Shloime Taussig, one of the first singers to record a Gestetner-written song, said that the life of a popular Hasidic musician conflicts with family life. In peak wedding season, he said, he can go months without putting his kids to bed at night. Taussig had tried to reduce his weekend commitments for that reason.
Still, as a singer, he attested to the difficulty of Gestetner’s mid-career pivot.
“It takes courage to put such a thing aside,” he said. “It’s not just money. It’s part of your life.”
Indeed, Moskowits said Gestetner was the only artist he had worked with to quit in his prime. But he did it with resolve, and never lost the gentle smile he was known for.
Moskowits recently ran into his former protege in Monsey, at a time when he was looking for musicians for a lucrative performing gig. Gestetner’s response to the offer, the producer recalled, was simple: “Gershy, family.”
According to reports, Gestetner traveled with his two brothers to Israel to celebrate Lag B’Omer on Mt. Meron, an event that attracts tens of thousands of Hasidic Jews from all over the world each year. He was buried in Har HaMenuchot Cemetery in Jerusalem. He is survived by his wife Tzippy Gestetner — who friends noted was an avid supporter of his music career — and their five children.
Reached by telephone Monday, Green, his longtime collaborator, said he was still in shock and wanted to express his condolences to the family in person before speaking with the Forward.
Though Taussig said he was not a close friend of Gestetner, he drove an hour and a half to make the trip from Brooklyn to the shiva home.
“I told my wife, how many times did I have a call locally that I didn’t have the patience to make the trip?” Taussig said. “And all of a sudden I’m driving an hour and a half. Out of a lot of music industry guys, I had a connection with him.”

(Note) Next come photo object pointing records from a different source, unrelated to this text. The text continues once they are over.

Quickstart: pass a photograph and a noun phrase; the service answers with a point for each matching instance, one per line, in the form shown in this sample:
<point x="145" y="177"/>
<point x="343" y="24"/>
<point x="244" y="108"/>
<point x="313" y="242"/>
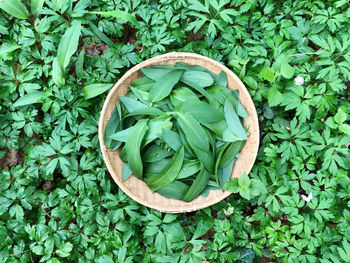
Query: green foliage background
<point x="59" y="204"/>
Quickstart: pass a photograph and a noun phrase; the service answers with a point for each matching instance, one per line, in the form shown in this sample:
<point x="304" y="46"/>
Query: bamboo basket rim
<point x="243" y="93"/>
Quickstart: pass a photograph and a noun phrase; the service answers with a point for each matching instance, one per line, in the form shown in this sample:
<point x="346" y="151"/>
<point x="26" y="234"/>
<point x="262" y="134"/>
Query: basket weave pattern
<point x="137" y="189"/>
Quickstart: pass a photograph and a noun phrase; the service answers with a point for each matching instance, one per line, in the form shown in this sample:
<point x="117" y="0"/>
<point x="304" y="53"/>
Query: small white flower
<point x="299" y="81"/>
<point x="307" y="198"/>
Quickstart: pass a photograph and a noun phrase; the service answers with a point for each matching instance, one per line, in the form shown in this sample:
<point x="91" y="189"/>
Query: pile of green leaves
<point x="182" y="129"/>
<point x="59" y="204"/>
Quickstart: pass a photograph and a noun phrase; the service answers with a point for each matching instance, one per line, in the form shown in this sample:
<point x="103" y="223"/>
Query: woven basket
<point x="138" y="189"/>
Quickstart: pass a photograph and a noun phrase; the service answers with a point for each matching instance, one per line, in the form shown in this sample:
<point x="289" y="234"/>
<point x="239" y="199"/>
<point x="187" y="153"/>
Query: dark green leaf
<point x="164" y="85"/>
<point x="132" y="147"/>
<point x="175" y="190"/>
<point x="168" y="173"/>
<point x="233" y="121"/>
<point x="202" y="111"/>
<point x="189" y="167"/>
<point x="200" y="78"/>
<point x="172" y="139"/>
<point x="155" y="153"/>
<point x="126" y="171"/>
<point x="198" y="185"/>
<point x="194" y="132"/>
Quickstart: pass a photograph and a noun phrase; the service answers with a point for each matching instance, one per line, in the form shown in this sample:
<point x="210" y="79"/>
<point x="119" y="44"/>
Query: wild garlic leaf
<point x="230" y="153"/>
<point x="155" y="153"/>
<point x="193" y="130"/>
<point x="132" y="104"/>
<point x="189" y="167"/>
<point x="114" y="124"/>
<point x="200" y="78"/>
<point x="164" y="85"/>
<point x="126" y="171"/>
<point x="168" y="173"/>
<point x="198" y="185"/>
<point x="172" y="139"/>
<point x="201" y="110"/>
<point x="175" y="190"/>
<point x="156" y="73"/>
<point x="132" y="147"/>
<point x="182" y="94"/>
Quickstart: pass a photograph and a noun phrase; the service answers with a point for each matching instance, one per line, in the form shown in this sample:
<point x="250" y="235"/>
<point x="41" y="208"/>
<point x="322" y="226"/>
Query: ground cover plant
<point x="58" y="59"/>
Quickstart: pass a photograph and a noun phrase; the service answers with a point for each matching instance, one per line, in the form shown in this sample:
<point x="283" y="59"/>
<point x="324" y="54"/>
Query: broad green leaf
<point x="143" y="96"/>
<point x="15" y="8"/>
<point x="131" y="104"/>
<point x="231" y="153"/>
<point x="143" y="83"/>
<point x="155" y="167"/>
<point x="217" y="127"/>
<point x="120" y="135"/>
<point x="119" y="15"/>
<point x="126" y="171"/>
<point x="164" y="85"/>
<point x="194" y="132"/>
<point x="233" y="121"/>
<point x="185" y="142"/>
<point x="268" y="74"/>
<point x="175" y="190"/>
<point x="36" y="6"/>
<point x="168" y="173"/>
<point x="156" y="127"/>
<point x="182" y="94"/>
<point x="199" y="78"/>
<point x="92" y="90"/>
<point x="189" y="167"/>
<point x="132" y="147"/>
<point x="221" y="79"/>
<point x="113" y="125"/>
<point x="155" y="153"/>
<point x="287" y="71"/>
<point x="172" y="139"/>
<point x="31" y="98"/>
<point x="79" y="65"/>
<point x="201" y="110"/>
<point x="224" y="174"/>
<point x="146" y="111"/>
<point x="205" y="157"/>
<point x="218" y="159"/>
<point x="198" y="185"/>
<point x="57" y="73"/>
<point x="232" y="185"/>
<point x="68" y="45"/>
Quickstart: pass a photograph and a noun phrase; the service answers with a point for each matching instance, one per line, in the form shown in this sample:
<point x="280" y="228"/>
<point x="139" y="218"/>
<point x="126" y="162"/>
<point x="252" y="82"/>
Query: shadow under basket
<point x="137" y="189"/>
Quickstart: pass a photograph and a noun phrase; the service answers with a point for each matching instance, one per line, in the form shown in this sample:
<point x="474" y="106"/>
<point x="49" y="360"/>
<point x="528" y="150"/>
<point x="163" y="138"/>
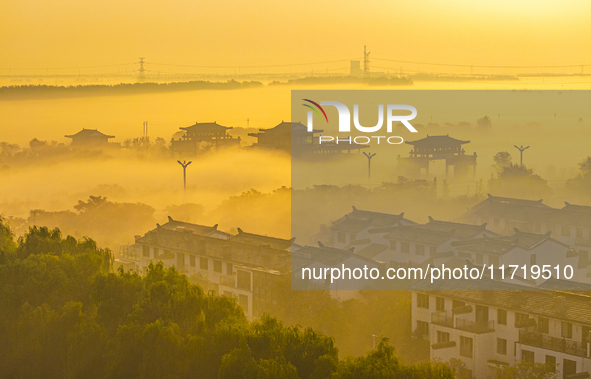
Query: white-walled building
<point x="490" y="329"/>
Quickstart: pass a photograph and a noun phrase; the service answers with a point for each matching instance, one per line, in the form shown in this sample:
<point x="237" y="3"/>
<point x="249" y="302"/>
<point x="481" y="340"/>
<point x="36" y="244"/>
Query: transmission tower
<point x="141" y="76"/>
<point x="365" y="60"/>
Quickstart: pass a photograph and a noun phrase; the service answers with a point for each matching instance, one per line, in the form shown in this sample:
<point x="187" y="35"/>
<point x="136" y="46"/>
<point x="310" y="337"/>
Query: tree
<point x="580" y="185"/>
<point x="484" y="122"/>
<point x="502" y="159"/>
<point x="528" y="370"/>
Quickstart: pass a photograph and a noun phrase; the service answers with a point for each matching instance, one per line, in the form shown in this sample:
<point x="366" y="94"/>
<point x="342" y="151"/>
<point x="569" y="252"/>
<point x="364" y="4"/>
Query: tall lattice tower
<point x="141" y="75"/>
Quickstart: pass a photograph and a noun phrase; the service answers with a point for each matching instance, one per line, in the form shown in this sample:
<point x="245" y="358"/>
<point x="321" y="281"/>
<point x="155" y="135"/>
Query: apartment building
<point x="490" y="329"/>
<point x="245" y="266"/>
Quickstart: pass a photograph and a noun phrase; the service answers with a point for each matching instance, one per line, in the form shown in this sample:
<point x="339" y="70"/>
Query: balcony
<point x="478" y="327"/>
<point x="228" y="281"/>
<point x="442" y="319"/>
<point x="545" y="341"/>
<point x="582" y="242"/>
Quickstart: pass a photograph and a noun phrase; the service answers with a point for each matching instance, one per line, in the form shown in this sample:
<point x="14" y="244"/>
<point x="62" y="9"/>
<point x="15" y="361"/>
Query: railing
<point x="442" y="319"/>
<point x="228" y="281"/>
<point x="582" y="242"/>
<point x="127" y="251"/>
<point x="475" y="326"/>
<point x="545" y="341"/>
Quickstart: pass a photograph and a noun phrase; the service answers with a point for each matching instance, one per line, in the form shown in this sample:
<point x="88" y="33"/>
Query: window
<point x="440" y="304"/>
<point x="520" y="317"/>
<point x="501" y="346"/>
<point x="405" y="247"/>
<point x="479" y="259"/>
<point x="501" y="317"/>
<point x="568" y="368"/>
<point x="243" y="301"/>
<point x="565" y="231"/>
<point x="442" y="337"/>
<point x="422" y="300"/>
<point x="493" y="260"/>
<point x="457" y="304"/>
<point x="423" y="327"/>
<point x="243" y="279"/>
<point x="567" y="330"/>
<point x="466" y="344"/>
<point x="551" y="363"/>
<point x="527" y="356"/>
<point x="543" y="325"/>
<point x="481" y="314"/>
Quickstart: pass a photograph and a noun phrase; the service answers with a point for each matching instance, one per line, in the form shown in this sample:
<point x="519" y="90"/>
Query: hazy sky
<point x="72" y="33"/>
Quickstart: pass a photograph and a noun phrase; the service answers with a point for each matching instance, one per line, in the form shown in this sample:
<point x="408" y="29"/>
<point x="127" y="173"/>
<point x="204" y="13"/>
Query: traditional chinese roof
<point x="419" y="235"/>
<point x="561" y="305"/>
<point x="462" y="231"/>
<point x="259" y="240"/>
<point x="198" y="240"/>
<point x="329" y="256"/>
<point x="88" y="133"/>
<point x="432" y="142"/>
<point x="285" y="129"/>
<point x="206" y="127"/>
<point x="500" y="245"/>
<point x="520" y="209"/>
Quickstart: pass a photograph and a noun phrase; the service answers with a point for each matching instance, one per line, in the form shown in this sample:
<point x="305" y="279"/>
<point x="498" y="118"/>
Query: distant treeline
<point x="47" y="91"/>
<point x="376" y="81"/>
<point x="461" y="78"/>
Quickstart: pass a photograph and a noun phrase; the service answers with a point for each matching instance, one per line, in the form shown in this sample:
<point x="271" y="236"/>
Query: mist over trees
<point x="64" y="314"/>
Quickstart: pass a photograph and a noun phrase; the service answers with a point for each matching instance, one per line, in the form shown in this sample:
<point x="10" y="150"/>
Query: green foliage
<point x="528" y="370"/>
<point x="580" y="185"/>
<point x="381" y="363"/>
<point x="63" y="314"/>
<point x="514" y="180"/>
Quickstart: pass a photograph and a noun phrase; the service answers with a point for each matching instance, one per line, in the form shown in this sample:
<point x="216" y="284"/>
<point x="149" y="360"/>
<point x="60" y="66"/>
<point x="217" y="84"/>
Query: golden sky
<point x="72" y="33"/>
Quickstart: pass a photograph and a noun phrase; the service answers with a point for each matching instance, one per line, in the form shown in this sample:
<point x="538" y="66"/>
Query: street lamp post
<point x="521" y="149"/>
<point x="184" y="164"/>
<point x="369" y="156"/>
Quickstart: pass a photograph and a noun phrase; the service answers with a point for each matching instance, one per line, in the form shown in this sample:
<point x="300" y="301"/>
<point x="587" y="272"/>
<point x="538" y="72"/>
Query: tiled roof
<point x="192" y="241"/>
<point x="89" y="133"/>
<point x="437" y="141"/>
<point x="568" y="306"/>
<point x="372" y="250"/>
<point x="259" y="240"/>
<point x="206" y="127"/>
<point x="284" y="128"/>
<point x="462" y="231"/>
<point x="419" y="235"/>
<point x="329" y="256"/>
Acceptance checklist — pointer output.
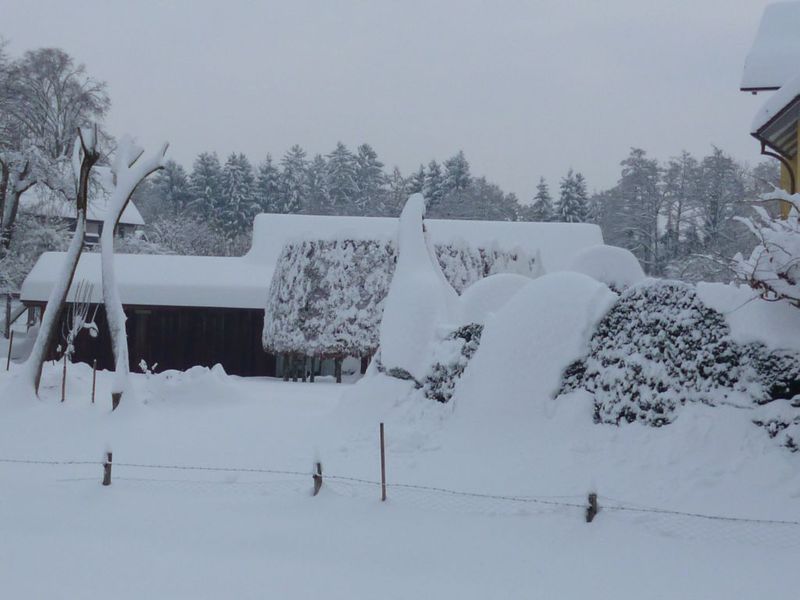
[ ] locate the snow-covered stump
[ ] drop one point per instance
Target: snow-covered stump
(420, 298)
(86, 152)
(129, 169)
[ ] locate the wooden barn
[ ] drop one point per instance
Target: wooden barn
(184, 311)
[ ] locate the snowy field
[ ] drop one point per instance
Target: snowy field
(177, 533)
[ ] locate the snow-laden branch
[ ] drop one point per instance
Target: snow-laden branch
(89, 155)
(129, 167)
(773, 266)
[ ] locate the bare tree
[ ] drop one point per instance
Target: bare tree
(87, 155)
(44, 98)
(129, 169)
(78, 317)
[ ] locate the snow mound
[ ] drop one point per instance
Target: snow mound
(420, 299)
(528, 343)
(487, 296)
(617, 267)
(195, 386)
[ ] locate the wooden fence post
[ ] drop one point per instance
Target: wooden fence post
(107, 470)
(10, 347)
(94, 378)
(383, 468)
(7, 327)
(592, 509)
(317, 479)
(64, 379)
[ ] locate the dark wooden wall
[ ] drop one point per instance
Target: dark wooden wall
(183, 337)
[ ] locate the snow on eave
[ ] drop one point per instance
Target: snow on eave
(557, 243)
(775, 54)
(160, 280)
(780, 102)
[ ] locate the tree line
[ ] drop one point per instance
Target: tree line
(678, 216)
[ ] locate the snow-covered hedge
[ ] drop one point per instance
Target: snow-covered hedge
(659, 346)
(326, 296)
(451, 358)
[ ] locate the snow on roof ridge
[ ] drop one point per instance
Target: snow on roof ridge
(557, 242)
(775, 52)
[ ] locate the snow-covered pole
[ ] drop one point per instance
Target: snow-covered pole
(129, 169)
(86, 146)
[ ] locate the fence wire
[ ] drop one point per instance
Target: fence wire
(291, 483)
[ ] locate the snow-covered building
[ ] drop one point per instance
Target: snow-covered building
(191, 310)
(42, 203)
(772, 66)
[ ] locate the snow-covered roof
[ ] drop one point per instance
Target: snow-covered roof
(42, 202)
(775, 55)
(557, 243)
(242, 282)
(160, 280)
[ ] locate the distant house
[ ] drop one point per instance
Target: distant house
(190, 310)
(773, 65)
(44, 204)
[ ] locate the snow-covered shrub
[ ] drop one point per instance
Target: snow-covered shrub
(781, 421)
(463, 264)
(326, 297)
(658, 347)
(451, 358)
(777, 372)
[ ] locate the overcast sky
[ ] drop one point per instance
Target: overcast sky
(526, 89)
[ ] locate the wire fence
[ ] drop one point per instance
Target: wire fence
(291, 483)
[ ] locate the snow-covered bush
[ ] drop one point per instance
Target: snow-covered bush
(463, 264)
(326, 297)
(658, 347)
(773, 266)
(451, 358)
(781, 421)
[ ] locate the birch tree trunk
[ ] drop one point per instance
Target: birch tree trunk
(58, 295)
(129, 169)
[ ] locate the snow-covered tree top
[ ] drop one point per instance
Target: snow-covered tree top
(557, 243)
(42, 202)
(775, 53)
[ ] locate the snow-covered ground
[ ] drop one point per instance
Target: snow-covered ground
(173, 533)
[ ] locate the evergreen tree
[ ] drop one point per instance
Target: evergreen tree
(457, 177)
(238, 199)
(342, 185)
(642, 200)
(399, 190)
(294, 181)
(571, 203)
(172, 187)
(542, 207)
(416, 183)
(268, 187)
(433, 188)
(370, 181)
(319, 201)
(205, 185)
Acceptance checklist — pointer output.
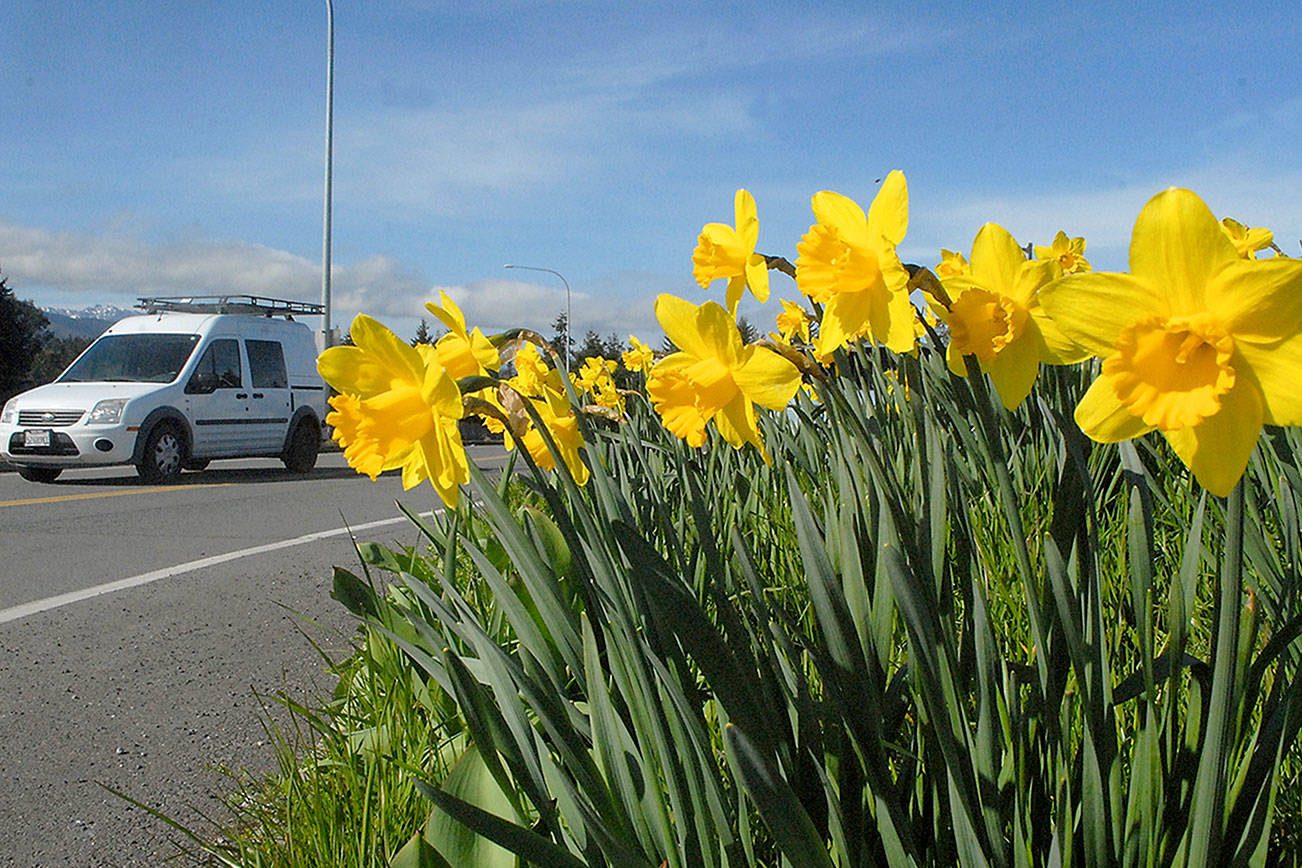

Americans Who Died In The Mt. Meron Catastrophe on Lag B’Omer
Shraga Gestetner, 33, a Skverer Hasid from Monsey (originally from Montreal), a singer who launched a successful interior furnishing business.
Rabbi Eliezer Tzvi Joseph, a Satmar Hasid from Kiryas Joel, was the father of four children.
Yossi Kohn, 22, from Cleveland, Ohio, was a student at the selective Mir Yeshiva in Jerusalem.
Elazar Yitzchak Koltai, 13, from Passaic, New Jersey, moved to Jerusalem with his family at a young age. He was known as “Azi.”
Menachem Knoblowitz, 20, of Borough Park, who got engaged to his girlfriend, Hindy Rozmarin, in April. Baruch Rozmarin, Hindy’s brother, said Knoblowitz was a “very nice boy and always with a smile on his face.”
Nachman Doniel Morris, 19, was studying at the prestigious Yeshivat Shaalvim in Israel following his graduation from MTA, the Orthodox high school in New York. His friends, family, and teachers highlighted his sweet disposition, dedication to learning Torah. “The epitome of generosity and sensitivity to his classmates,” said Rabbi Josh Kahn, MTA’s head of school.